El Gobierno trata de evitar la fuga de industrias con una rebaja en el coste de su electricidad

Entrada a la fábrica de Alcoa en La Coruña./EFE
Entrada a la fábrica de Alcoa en La Coruña. / EFE

Con la vista puesta en la amenaza de Alcoa, les reconocerá un régimen específico de su necesidades energéticas, aunque les obligará a mantener su actividad al menos tres años

José María Camarero
JOSÉ MARÍA CAMAREROMadrid

Las grandes fábricas contarán con un régimen de facturación eléctrica específico que atenderá sus «particularidades» y a las que se reconocerán unos «derechos» en materia energética para que el coste de la luz no les suponga una justificación para irse de España o, directamente, clausurar su actividad. El Gobierno no quiere que las plantas que se ubican en zonas históricamente industriales de la Península les provoque un quebradero de cabeza que puede impactar en la economía. El caso de Alcoa es el más paradigmático: la compañía de fabricación de aluminio anunció en octubre su intención de cerrar los centros de Asturias y Galicia por el elevado coste de la electricidad.

Ante la posibilidad de que otras firmas amenacen con recorrer ese mismo camino, y después de muchos años reclamando una actuación para abaratar la electricidad que consumen, el Consejo de Ministros ha aprobado un decreto de medidas urgentes, entre las que incluye el desarrollo de un Estatuto del Consumidor Electrointensivo en un plazo de seis meses. Esa norma recogerá un régimen específico donde se incluirán las industrias con un elevado uso de electricidad, un consumo alto en determinadas horas de baja demanda eléctrica del sistema y un consumo estable y predecible.

Además, se modifica la reforma de la ley energética que el Ejecutivo anterior implantó en 2013, al permitir la creación de redes de distribución de energía eléctrica cerradas, con lo que se permitirá una «reducción de costes» de la luz para la mediana y gran industria concentrada en determinadas zonas, como ocurre en Tarragona o Huelva, entre otros puntos. Podrán usar un sistema de distribuición de luz compartido siempre que no afecte al suministro general de toda España.

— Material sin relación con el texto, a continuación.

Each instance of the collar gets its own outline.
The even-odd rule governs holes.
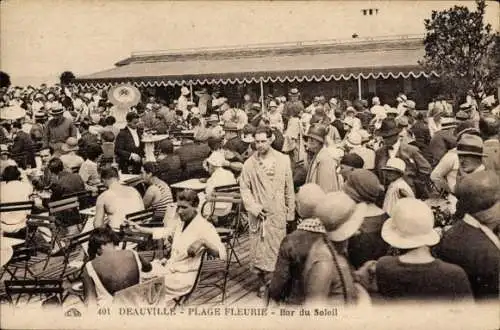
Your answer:
[[[297,229],[309,231],[311,233],[322,233],[326,234],[325,226],[318,218],[308,218],[302,220],[302,222],[297,226]]]
[[[488,237],[489,240],[493,244],[495,244],[495,246],[497,247],[497,249],[500,250],[500,240],[499,240],[498,236],[496,236],[495,233],[493,233],[493,231],[491,229],[489,229],[485,225],[481,224],[479,221],[477,221],[470,214],[466,214],[464,216],[464,222],[466,224],[468,224],[469,226],[471,226],[471,227],[480,229],[486,235],[486,237]]]

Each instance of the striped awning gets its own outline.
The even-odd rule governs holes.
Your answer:
[[[175,61],[136,59],[113,69],[78,77],[76,83],[104,87],[123,82],[136,86],[303,82],[369,78],[429,77],[418,64],[423,47],[358,49],[351,52],[201,58]]]

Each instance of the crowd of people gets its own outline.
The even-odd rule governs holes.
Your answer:
[[[52,201],[80,191],[95,197],[89,297],[112,299],[139,283],[138,269],[164,276],[172,297],[188,292],[201,250],[227,257],[217,219],[201,206],[216,187],[235,184],[259,296],[289,305],[498,297],[494,98],[453,107],[439,97],[421,111],[402,93],[395,107],[378,97],[322,95],[304,104],[292,88],[265,100],[245,95],[235,108],[217,91],[180,92],[171,102],[143,96],[125,115],[105,90],[2,92],[2,107],[25,115],[0,128],[1,202],[34,192],[49,192]],[[150,134],[169,134],[156,144],[154,162],[145,160]],[[141,175],[144,185],[122,184],[124,174]],[[206,183],[204,192],[173,193],[172,184],[192,178]],[[436,228],[429,200],[438,198],[449,219]],[[219,204],[222,214],[231,207]],[[165,228],[125,220],[145,209]],[[25,235],[25,214],[0,216],[4,235]],[[71,217],[63,222],[75,230]],[[170,242],[170,258],[155,268],[134,251],[117,252],[123,225]]]

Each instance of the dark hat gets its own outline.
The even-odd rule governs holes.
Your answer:
[[[62,115],[64,113],[64,109],[62,107],[52,108],[50,109],[51,116]]]
[[[493,171],[465,175],[457,184],[457,208],[474,214],[487,210],[500,201],[500,178]]]
[[[227,132],[237,132],[240,130],[240,128],[236,123],[231,123],[231,122],[225,122],[222,128],[224,129],[224,131]]]
[[[385,138],[398,135],[401,132],[401,128],[398,127],[396,120],[394,118],[385,118],[382,120],[380,129],[376,131],[376,134]]]
[[[347,165],[354,168],[363,168],[365,162],[358,154],[353,152],[345,154],[340,160],[340,165]]]
[[[357,203],[375,203],[384,188],[375,174],[366,169],[359,169],[349,174],[344,191]]]
[[[326,127],[321,124],[314,124],[309,128],[307,134],[305,135],[307,138],[315,139],[321,143],[325,142],[325,137],[327,134]]]
[[[483,140],[472,134],[463,134],[457,144],[458,155],[483,157]]]
[[[457,114],[455,115],[455,119],[456,120],[469,120],[470,119],[470,116],[467,112],[465,112],[464,110],[460,110],[457,112]]]

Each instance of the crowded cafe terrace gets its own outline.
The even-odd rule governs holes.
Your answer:
[[[359,45],[239,50],[245,72],[220,50],[205,66],[132,56],[71,85],[2,89],[2,301],[496,299],[498,100],[426,96],[416,43],[384,42],[345,68],[322,56]],[[272,71],[280,56],[303,60]],[[182,63],[198,76],[172,76]]]

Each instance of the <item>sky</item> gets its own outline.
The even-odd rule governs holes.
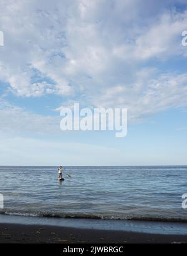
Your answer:
[[[186,0],[1,0],[0,165],[187,165]],[[128,133],[60,110],[127,108]]]

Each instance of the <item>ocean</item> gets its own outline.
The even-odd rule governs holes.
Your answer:
[[[187,166],[1,166],[9,215],[187,222]]]

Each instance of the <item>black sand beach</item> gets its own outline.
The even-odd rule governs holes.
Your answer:
[[[187,235],[158,235],[62,227],[0,223],[1,243],[177,243]]]

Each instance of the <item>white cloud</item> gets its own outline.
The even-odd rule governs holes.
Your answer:
[[[186,11],[163,2],[2,0],[0,79],[19,96],[124,104],[134,119],[185,105],[186,75],[155,78],[146,64],[186,54]]]

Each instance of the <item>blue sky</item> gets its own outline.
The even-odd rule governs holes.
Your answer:
[[[186,1],[30,2],[0,3],[0,165],[187,165]],[[127,108],[127,136],[62,131],[75,102]]]

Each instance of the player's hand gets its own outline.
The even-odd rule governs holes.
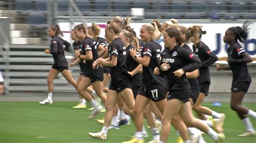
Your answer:
[[[173,72],[173,74],[174,74],[174,76],[180,77],[184,74],[185,74],[185,72],[182,68],[181,68]]]

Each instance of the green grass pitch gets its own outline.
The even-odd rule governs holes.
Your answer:
[[[122,142],[134,134],[132,123],[120,130],[109,130],[106,141],[92,139],[88,133],[100,131],[102,125],[95,119],[86,119],[91,111],[72,109],[76,103],[55,102],[52,105],[42,105],[38,102],[0,102],[0,142]],[[245,127],[228,103],[222,106],[210,103],[204,105],[226,115],[225,142],[256,142],[256,137],[237,136],[245,132]],[[254,103],[244,105],[256,110]],[[104,115],[101,113],[96,119],[101,118]],[[256,121],[251,120],[256,128]],[[151,139],[149,130],[147,131],[150,137],[145,139],[146,141]],[[203,136],[207,142],[213,142],[206,135]],[[176,132],[172,127],[168,142],[176,142]]]

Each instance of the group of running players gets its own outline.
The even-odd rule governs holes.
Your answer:
[[[76,25],[71,31],[75,53],[69,64],[64,53],[70,44],[59,37],[63,34],[58,25],[50,27],[50,48],[45,53],[52,54],[54,63],[47,78],[48,97],[39,103],[52,104],[53,81],[60,72],[79,96],[79,103],[73,108],[86,108],[86,101],[93,107],[88,119],[94,118],[102,109],[97,97],[104,104],[105,117],[98,120],[103,127],[99,132],[89,133],[92,138],[106,140],[109,129],[118,129],[120,125],[129,124],[131,118],[135,133],[123,142],[144,142],[144,138],[147,137],[143,126],[145,118],[153,137],[150,142],[166,142],[171,124],[177,131],[178,142],[206,142],[201,132],[215,142],[224,142],[225,115],[201,105],[211,84],[209,66],[218,60],[201,41],[206,32],[200,26],[180,25],[175,19],[162,25],[153,19],[141,27],[140,39],[130,26],[130,20],[119,16],[109,20],[105,39],[99,37],[100,28],[96,23],[89,28],[83,24]],[[255,135],[248,116],[256,119],[256,113],[241,105],[251,82],[247,63],[252,59],[238,40],[246,40],[248,25],[246,22],[242,27],[227,30],[223,40],[230,46],[229,66],[216,66],[218,70],[232,71],[231,106],[246,128],[241,136]],[[157,42],[161,37],[162,46]],[[193,51],[187,45],[190,42]],[[76,64],[80,68],[77,81],[69,70],[69,66]],[[107,89],[104,87],[110,77]]]

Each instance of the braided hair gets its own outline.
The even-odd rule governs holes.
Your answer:
[[[250,25],[249,21],[247,20],[244,23],[242,27],[240,26],[231,27],[227,30],[235,35],[235,40],[238,40],[241,42],[244,42],[249,34],[248,26]]]

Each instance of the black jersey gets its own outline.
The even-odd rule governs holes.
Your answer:
[[[97,38],[96,41],[98,42],[99,44],[100,44],[102,45],[102,46],[103,46],[104,47],[106,47],[106,46],[107,46],[108,44],[106,42],[106,40],[105,40],[105,39],[104,39],[104,38],[98,37],[98,38]]]
[[[74,49],[74,51],[78,50],[80,46],[80,42],[79,41],[75,41],[73,42],[72,45],[73,46],[73,48]]]
[[[132,57],[130,54],[130,49],[134,49],[134,47],[131,45],[129,45],[126,48],[126,62],[128,71],[131,72],[133,70],[139,65],[136,61],[135,61]],[[137,52],[137,56],[140,56],[139,52]],[[142,85],[142,74],[138,73],[133,76],[133,78],[131,80],[131,87],[138,87]]]
[[[242,55],[245,49],[243,48],[237,41],[235,41],[227,49],[227,55],[228,58],[233,59],[241,59]],[[248,81],[251,82],[251,76],[248,70],[246,63],[228,63],[230,69],[233,73],[232,84],[236,84],[242,81]]]
[[[82,47],[83,45],[82,45],[82,43],[80,41],[77,41],[77,42],[75,41],[73,42],[73,48],[75,51],[77,50],[78,51],[81,51]],[[84,60],[80,59],[80,62],[79,63],[81,72],[84,69],[84,67],[85,66],[85,64],[83,62],[83,61]]]
[[[109,45],[109,56],[111,59],[112,56],[117,57],[117,63],[115,67],[110,67],[110,75],[112,80],[114,82],[121,81],[127,76],[129,76],[125,61],[126,51],[125,46],[120,38],[114,39],[111,45]]]
[[[152,83],[158,84],[166,88],[164,78],[160,75],[154,74],[156,67],[159,67],[161,45],[153,40],[146,43],[141,53],[142,57],[147,56],[150,58],[150,61],[147,67],[143,66],[142,83],[144,86],[150,86]]]
[[[183,45],[182,47],[191,51],[191,52],[193,52],[191,49],[190,48],[190,46],[188,46],[186,44],[184,44],[184,45]],[[191,90],[192,91],[192,92],[193,92],[193,90],[200,91],[199,85],[198,84],[198,81],[197,81],[197,79],[188,79],[188,82],[190,83],[190,85],[191,88]]]
[[[68,61],[65,57],[63,45],[69,48],[70,44],[58,36],[53,37],[51,40],[50,54],[52,54],[54,62],[57,67],[68,67]]]
[[[85,37],[82,42],[81,44],[82,50],[80,52],[81,54],[86,55],[87,51],[91,51],[92,54],[92,59],[91,60],[85,60],[85,66],[84,70],[86,70],[87,71],[93,70],[92,63],[99,58],[96,48],[97,45],[97,42],[88,37]]]
[[[208,81],[211,83],[209,66],[218,60],[218,57],[202,41],[197,44],[197,47],[193,46],[193,51],[202,62],[202,66],[199,68],[200,75],[197,78],[198,82]]]
[[[164,52],[162,53],[161,64],[167,62],[171,66],[168,70],[161,72],[166,74],[168,80],[167,90],[183,90],[191,92],[191,87],[186,74],[179,77],[175,76],[173,72],[181,68],[185,72],[192,72],[199,68],[201,66],[199,59],[194,56],[191,50],[182,48],[179,45],[175,46],[171,51],[165,50]]]

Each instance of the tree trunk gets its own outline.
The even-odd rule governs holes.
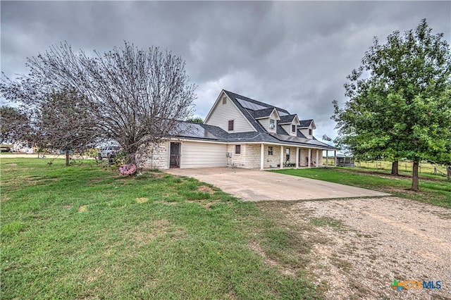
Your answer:
[[[419,161],[414,161],[414,166],[412,167],[412,190],[418,192],[420,190],[418,185],[418,166],[419,165]]]
[[[392,163],[392,175],[399,175],[400,174],[397,172],[397,165],[398,161],[395,161]]]
[[[69,150],[66,150],[66,165],[69,165]]]

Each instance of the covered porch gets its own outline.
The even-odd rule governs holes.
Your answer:
[[[333,165],[336,165],[336,150],[261,143],[260,144],[259,168],[263,170],[271,168],[323,168],[323,151],[326,151],[326,167],[327,168],[329,165],[329,151],[333,151]],[[268,163],[272,163],[268,165]]]

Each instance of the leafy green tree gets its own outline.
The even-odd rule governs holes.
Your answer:
[[[407,158],[419,190],[420,161],[451,162],[451,54],[443,34],[426,19],[415,30],[377,37],[345,85],[343,108],[334,101],[335,143],[357,158]]]

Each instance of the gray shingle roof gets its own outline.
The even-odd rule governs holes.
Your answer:
[[[305,128],[307,127],[310,126],[310,124],[311,124],[311,123],[313,122],[313,120],[312,119],[299,120],[299,122],[301,123],[301,125],[299,127]]]
[[[316,140],[315,138],[307,139],[299,130],[297,131],[297,136],[289,135],[282,126],[278,125],[278,123],[291,123],[296,115],[291,115],[285,109],[260,102],[231,92],[226,90],[223,92],[252,125],[257,132],[229,133],[217,126],[180,122],[179,125],[179,133],[176,135],[180,137],[193,140],[203,139],[230,143],[267,142],[292,144],[293,146],[314,146],[324,149],[335,149],[330,145]],[[243,107],[240,102],[247,107]],[[260,108],[260,107],[264,107],[264,108],[252,109]],[[276,133],[269,133],[256,118],[269,116],[274,108],[276,108],[279,113],[281,113],[285,115],[280,115],[280,121],[278,122]],[[301,127],[302,127],[302,125],[307,124],[307,122],[308,124],[304,127],[309,127],[311,122],[313,122],[313,120],[305,120],[300,122]]]
[[[269,107],[268,108],[260,109],[259,111],[247,109],[247,111],[252,115],[254,118],[258,119],[259,118],[269,117],[269,115],[271,115],[271,113],[272,113],[273,110],[273,107]]]
[[[296,115],[288,115],[280,117],[280,120],[278,122],[280,124],[290,123],[293,121],[293,119],[296,117]]]

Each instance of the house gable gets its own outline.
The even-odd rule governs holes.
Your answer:
[[[259,115],[259,112],[261,111],[257,111],[254,113],[255,118],[258,120],[260,124],[261,124],[261,126],[263,126],[263,127],[268,132],[276,132],[277,128],[277,121],[280,120],[280,117],[277,112],[277,109],[276,109],[276,108],[274,107],[272,108],[272,109],[270,108],[262,111],[271,111],[271,113],[268,114],[266,113]]]
[[[223,90],[205,118],[204,124],[217,126],[230,133],[257,131]]]
[[[300,125],[299,126],[299,130],[304,135],[307,139],[313,139],[314,130],[316,129],[315,121],[313,120],[302,120],[299,121]]]
[[[289,135],[295,137],[297,135],[297,127],[300,125],[297,115],[283,115],[279,124]]]

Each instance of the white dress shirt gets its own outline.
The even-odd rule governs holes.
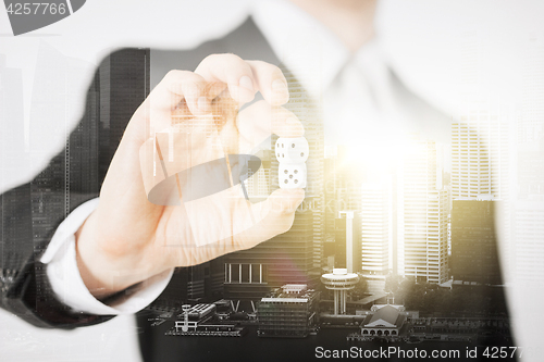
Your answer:
[[[252,16],[276,57],[312,97],[322,100],[326,146],[334,149],[344,145],[353,154],[370,150],[376,154],[376,147],[385,147],[385,137],[376,134],[388,132],[391,141],[392,125],[401,122],[392,121],[398,114],[393,107],[390,72],[376,40],[351,54],[320,22],[284,0],[256,2]],[[143,283],[131,298],[115,305],[94,298],[79,275],[74,233],[97,204],[98,199],[88,201],[64,220],[41,262],[48,264],[47,275],[53,291],[75,311],[135,313],[162,292],[173,270]]]

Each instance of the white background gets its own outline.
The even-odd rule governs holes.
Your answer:
[[[126,46],[195,47],[236,27],[249,4],[247,0],[92,0],[59,23],[17,37],[12,36],[5,9],[0,7],[0,57],[5,57],[8,67],[20,68],[23,77],[22,118],[0,123],[4,125],[0,129],[4,150],[0,191],[32,179],[62,149],[64,127],[78,121],[90,75],[104,54]],[[526,54],[531,38],[544,41],[543,18],[544,2],[539,0],[383,0],[378,28],[405,82],[444,112],[454,114],[467,92],[499,97],[514,109],[522,103],[528,82],[523,77]],[[463,84],[459,76],[467,61],[462,52],[467,36],[480,43],[473,60],[479,74],[477,85]],[[544,64],[544,52],[541,54]],[[66,57],[77,70],[69,83],[70,104],[44,112],[39,118],[32,112],[33,99],[44,96],[34,89],[38,57],[50,64],[51,74],[54,67],[65,64],[58,60]],[[44,92],[44,87],[39,91]],[[7,122],[16,123],[13,125],[18,127],[13,129],[21,129],[22,137],[5,132],[11,129]],[[32,127],[39,127],[39,133],[33,133]],[[522,285],[515,285],[512,290],[509,298],[517,323],[517,345],[537,346],[544,315],[536,301],[544,295]],[[128,316],[62,332],[28,326],[0,310],[0,359],[138,361],[136,333]]]

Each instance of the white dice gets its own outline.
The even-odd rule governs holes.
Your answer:
[[[306,160],[310,153],[308,141],[304,137],[280,137],[275,142],[275,157],[280,161],[280,188],[306,187]]]
[[[306,163],[280,163],[280,188],[305,188]]]
[[[304,137],[277,138],[275,142],[275,157],[280,162],[304,163],[308,160],[310,147]]]

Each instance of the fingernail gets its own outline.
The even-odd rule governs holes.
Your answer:
[[[200,97],[197,103],[200,111],[208,110],[208,99],[206,97]]]
[[[254,91],[254,82],[247,75],[239,78],[239,86]]]
[[[272,89],[274,91],[286,91],[287,85],[283,80],[275,79],[274,82],[272,82]]]

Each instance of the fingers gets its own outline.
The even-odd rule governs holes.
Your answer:
[[[251,67],[242,58],[234,54],[206,57],[195,73],[208,82],[226,84],[231,97],[240,103],[250,102],[257,92]]]
[[[289,101],[287,80],[277,66],[261,61],[247,61],[247,64],[251,67],[259,91],[270,104],[281,105]]]
[[[249,152],[272,134],[280,137],[302,137],[305,134],[302,124],[293,112],[267,101],[259,101],[242,111],[236,120],[236,128],[240,153]]]
[[[172,125],[172,112],[175,110],[186,108],[185,113],[195,115],[209,113],[209,84],[198,74],[170,71],[136,110],[126,134],[143,143],[153,133]]]
[[[287,82],[282,71],[267,62],[244,61],[234,54],[213,54],[207,57],[195,73],[208,82],[225,83],[231,97],[240,103],[254,100],[257,91],[273,105],[289,100]]]

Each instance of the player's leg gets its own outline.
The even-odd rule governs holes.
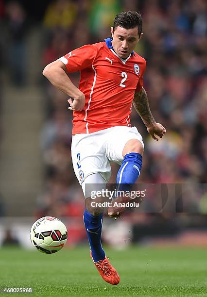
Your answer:
[[[111,284],[117,284],[120,281],[119,275],[105,257],[102,247],[103,214],[100,209],[91,209],[87,205],[87,198],[90,198],[91,191],[105,189],[106,182],[111,176],[111,166],[105,153],[104,133],[103,131],[75,135],[72,141],[71,155],[75,173],[86,198],[84,221],[91,258],[102,278]]]
[[[113,142],[109,146],[109,159],[121,165],[117,176],[116,190],[130,191],[141,171],[144,151],[142,138],[137,128],[127,127],[116,127],[111,137]],[[111,140],[110,141],[111,142]],[[114,198],[113,202],[121,203],[130,199],[123,197],[120,197],[119,200]],[[124,207],[114,207],[112,203],[112,206],[108,209],[108,214],[117,218],[124,210]]]
[[[128,140],[122,151],[123,161],[117,176],[118,188],[120,191],[130,191],[139,176],[144,148],[139,140]]]
[[[116,269],[105,256],[101,243],[103,213],[100,208],[91,207],[91,190],[94,192],[105,189],[106,181],[99,173],[87,177],[82,182],[83,190],[86,198],[84,221],[90,244],[90,256],[102,278],[113,285],[118,284],[120,278]]]
[[[105,259],[105,253],[101,244],[103,214],[100,208],[91,207],[91,190],[96,192],[105,189],[106,182],[100,173],[87,176],[82,182],[83,191],[86,198],[86,207],[84,211],[84,222],[91,250],[91,256],[95,262]],[[102,185],[103,185],[103,186]]]

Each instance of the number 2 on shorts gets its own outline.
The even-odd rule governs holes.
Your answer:
[[[80,153],[78,153],[77,154],[77,158],[78,158],[78,162],[77,162],[77,165],[78,165],[78,169],[80,169],[81,167],[81,165],[79,165],[78,162],[80,161],[80,159],[81,159],[81,154]]]

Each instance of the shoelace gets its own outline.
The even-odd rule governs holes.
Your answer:
[[[98,268],[100,270],[102,270],[104,272],[104,274],[106,276],[109,276],[112,273],[111,268],[109,267],[108,264],[109,263],[107,259],[104,259],[103,261],[99,261],[96,263],[96,265]]]

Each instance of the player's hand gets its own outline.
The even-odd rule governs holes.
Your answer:
[[[166,129],[159,123],[155,123],[152,126],[147,128],[148,133],[150,134],[153,139],[158,141],[159,139],[155,134],[157,135],[160,138],[162,138],[166,132]]]
[[[80,91],[78,95],[74,97],[73,99],[72,98],[69,98],[68,102],[70,105],[69,109],[70,110],[77,110],[77,111],[81,111],[84,108],[86,102],[85,95],[83,93]]]

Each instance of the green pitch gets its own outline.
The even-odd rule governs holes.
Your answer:
[[[21,296],[207,296],[207,257],[203,248],[106,249],[117,269],[117,286],[105,282],[89,248],[52,255],[18,248],[0,249],[0,286],[33,287]]]

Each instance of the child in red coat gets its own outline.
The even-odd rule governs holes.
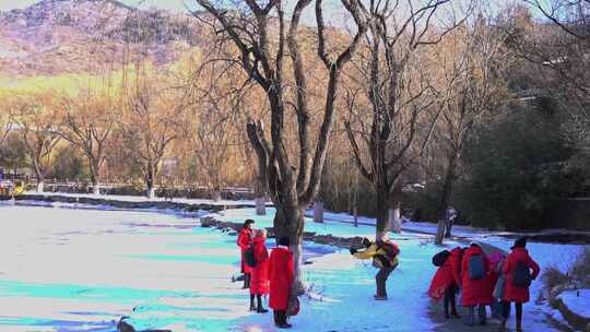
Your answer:
[[[246,264],[246,258],[244,257],[244,254],[246,253],[246,249],[248,249],[252,245],[253,223],[255,221],[252,220],[247,220],[244,222],[244,226],[241,226],[241,230],[239,232],[238,239],[236,241],[241,252],[241,273],[244,273],[244,289],[250,287],[250,273],[252,271],[251,268]]]
[[[460,318],[457,312],[456,294],[461,285],[461,258],[463,256],[463,249],[457,247],[450,251],[447,261],[438,268],[430,287],[428,288],[428,295],[436,301],[440,298],[445,298],[445,317],[447,319],[455,317]],[[450,312],[449,312],[450,306]]]
[[[253,238],[253,254],[256,266],[251,269],[250,280],[250,311],[264,313],[269,310],[262,308],[262,295],[269,294],[269,251],[267,250],[267,229],[258,229]],[[258,306],[255,307],[255,296],[258,300]]]
[[[515,303],[517,331],[522,331],[522,304],[528,303],[530,299],[529,287],[519,286],[515,284],[515,275],[519,272],[519,265],[523,264],[526,269],[532,270],[531,281],[535,280],[539,275],[539,264],[531,259],[527,249],[527,239],[519,238],[515,241],[515,246],[511,248],[512,252],[508,254],[508,258],[504,262],[503,272],[506,275],[506,285],[503,296],[503,320],[502,330],[506,329],[506,321],[510,316],[510,303]]]
[[[288,237],[279,239],[278,245],[269,260],[270,307],[274,310],[274,324],[280,329],[288,329],[291,324],[286,320],[286,310],[295,265],[293,252],[288,249],[291,245]]]

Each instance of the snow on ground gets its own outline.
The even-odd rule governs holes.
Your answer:
[[[42,194],[36,191],[27,191],[25,194]],[[149,200],[143,195],[118,195],[118,194],[94,194],[94,193],[67,193],[67,192],[43,192],[43,195],[61,195],[61,197],[71,197],[71,198],[88,198],[88,199],[101,199],[101,200],[113,200],[113,201],[123,201],[123,202],[164,202],[166,199],[163,197],[157,197],[153,200]],[[175,198],[174,202],[176,203],[187,203],[187,204],[211,204],[211,205],[255,205],[252,200],[206,200],[206,199],[182,199]],[[269,203],[270,204],[270,203]]]
[[[235,237],[194,227],[193,218],[3,204],[0,222],[10,223],[0,235],[1,331],[113,331],[123,315],[140,329],[274,330],[272,315],[250,315],[247,292],[229,282]],[[429,278],[415,276],[436,248],[418,237],[400,244],[391,300],[379,306],[368,261],[306,244],[316,299],[303,299],[294,330],[390,331],[387,321],[398,331],[432,329],[422,294]]]
[[[257,221],[259,227],[269,227],[272,226],[273,210],[268,209],[270,212],[269,215],[260,217],[255,215],[253,209],[240,209],[240,210],[228,210],[221,212],[216,218],[223,221],[243,221],[246,218],[253,218]],[[353,217],[347,214],[338,214],[338,213],[327,213],[324,217],[324,223],[314,223],[311,220],[306,218],[306,232],[316,232],[317,234],[326,235],[332,234],[335,236],[367,236],[374,237],[375,234],[375,220],[368,217],[359,217],[359,226],[354,227],[351,225]],[[427,248],[432,246],[433,235],[436,234],[436,224],[433,223],[404,223],[402,229],[404,230],[401,235],[396,235],[394,238],[401,239],[417,239],[421,238],[423,244],[427,242],[428,245],[424,246]],[[453,227],[453,230],[456,227]],[[487,244],[494,247],[497,247],[506,252],[510,251],[510,247],[514,245],[512,238],[506,238],[500,236],[500,233],[491,233],[485,232],[480,228],[472,228],[465,226],[457,227],[457,233],[460,237],[467,238],[468,240]],[[418,234],[412,234],[409,232],[418,232]],[[428,235],[429,234],[429,235]],[[510,236],[518,235],[516,233],[502,233]],[[412,240],[409,240],[410,242]],[[403,242],[402,242],[403,246]],[[447,247],[455,246],[465,246],[464,239],[461,240],[447,240]],[[582,250],[585,246],[579,245],[552,245],[552,244],[540,244],[540,242],[529,242],[527,249],[531,257],[541,265],[541,269],[544,270],[548,266],[556,266],[562,271],[567,271],[571,264],[575,263],[578,253]],[[439,248],[436,248],[433,252],[437,252]],[[402,249],[405,252],[405,250]],[[434,274],[435,270],[430,263],[430,257],[421,262],[423,271],[417,271],[415,275],[418,277],[429,278]],[[523,327],[527,330],[534,329],[544,329],[551,331],[552,328],[546,323],[546,315],[552,315],[553,309],[546,304],[546,301],[536,303],[539,295],[542,289],[541,277],[533,282],[531,286],[531,301],[524,306],[524,317],[526,321]],[[425,286],[427,288],[427,284]],[[423,288],[425,289],[425,288]],[[422,294],[418,292],[418,294]]]
[[[590,289],[566,290],[557,296],[574,313],[590,318]]]
[[[114,331],[114,320],[123,315],[140,329],[274,331],[272,313],[249,313],[247,292],[229,282],[238,270],[234,236],[172,213],[59,206],[0,204],[0,223],[7,229],[0,234],[0,331]],[[253,209],[240,209],[216,217],[253,217],[257,227],[267,227],[273,210],[268,213],[259,217]],[[307,220],[306,232],[371,236],[374,227]],[[369,261],[354,260],[347,250],[306,244],[306,260],[312,264],[304,271],[314,299],[303,299],[293,330],[435,329],[425,292],[435,273],[430,258],[440,248],[429,235],[394,238],[401,262],[388,282],[390,300],[384,303],[373,300],[376,270]],[[485,241],[503,249],[511,245],[500,237]],[[529,247],[544,265],[564,261],[576,246]],[[540,282],[533,285],[539,288]],[[527,330],[553,330],[544,307],[529,304],[526,310]]]

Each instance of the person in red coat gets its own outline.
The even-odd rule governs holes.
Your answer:
[[[269,294],[269,251],[267,250],[267,229],[258,229],[255,233],[253,253],[256,258],[256,266],[251,269],[250,280],[250,311],[264,313],[269,310],[262,308],[262,295]],[[258,307],[255,307],[255,296],[258,300]]]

El Ejecutivo también ha optado por autorizar la prórroga de las instalaciones de cogeneración que utilizan combustibles renovables o gas natural, aunque hayan superado su vida útil después del 1 de enero de este mismo año. Esta ampliación será de otros dos años, como máximo.

Desde el sector habían venido planteando al Gobierno actual y al anterior la necesidad de acometer una rebaja en sus facturas energéticas para poder ser competitivos con respecto a otros países europeos. El coste de la electricidad es uno de los pilares por los que muchas compañías deciden establecerse en un país, o trasladarse a otros. Ante esta realidad, la ministra de Industria, Reyes Maroto, se ha marcado como objetivo que la industria tenga un peso del 20% en el PIB -ahora se encuentra por encima del 16%- «de una forma más rápida que hasta ahora», alegando que es un sector donde el empleo es más estable y con mayor uso de tecnología.

Pero al mismo tiempo que estas empresas podrían beneficiarse de una factura de la luz adaptada a sus intereses, el Gobierno les obligará a que mantengan su actividad en España como compensación. Reyes Maroto ha indicado que las firmas que sean beneficiarias de este tipo de ayudas deberán «mantener la actividad productiva al menos tres años y al 85% de su plantilla». La ministra considera que este requisito «es muy positivo» porque «no siempre las medidas de apoyo estaban condicionadas a algo». El primer caso en el que se establecerá esta obligación será con las industrias beneficiaras de las subvenciones para la compensación por los costes de emitir dióxido de carbono (CO2), que se abonarán antes de que finalice este año.

Los responsables de la gran industria ya habían criticado con dureza el anteproyecto de Ley de Cambio Climático, en el que trabaja el Ministerio de Transición Ecológica, al considerar que solo se nombra una vez el término «precio» en referencia a los costes eléctricos que asume el sector. Desde la patronal siderúrgica Unesid, que concentra a varios de los mayores consumidores de energía del país, han recordado insistentemente en que la luz supone en algunos casos más de la mitad de los costes totales de la cuenta de resultados.

Entre las medidas aprobadas por el Consejo de Ministros también se encuentra la prórroga de la normativa que permtie la jubilación parcial simultáneamente con un contrato de relevo, dado que el plazo para esta modalidad terminaba el próximo día 31.

El Gobierno considera que con esta medida la industria española renovará su plantilla y tendrá capacidad para bordar su «necesaria» digitalización y eficienca ener´etica, con la que se podrán asegurar, al menos, 70.000 puestos de trabajo.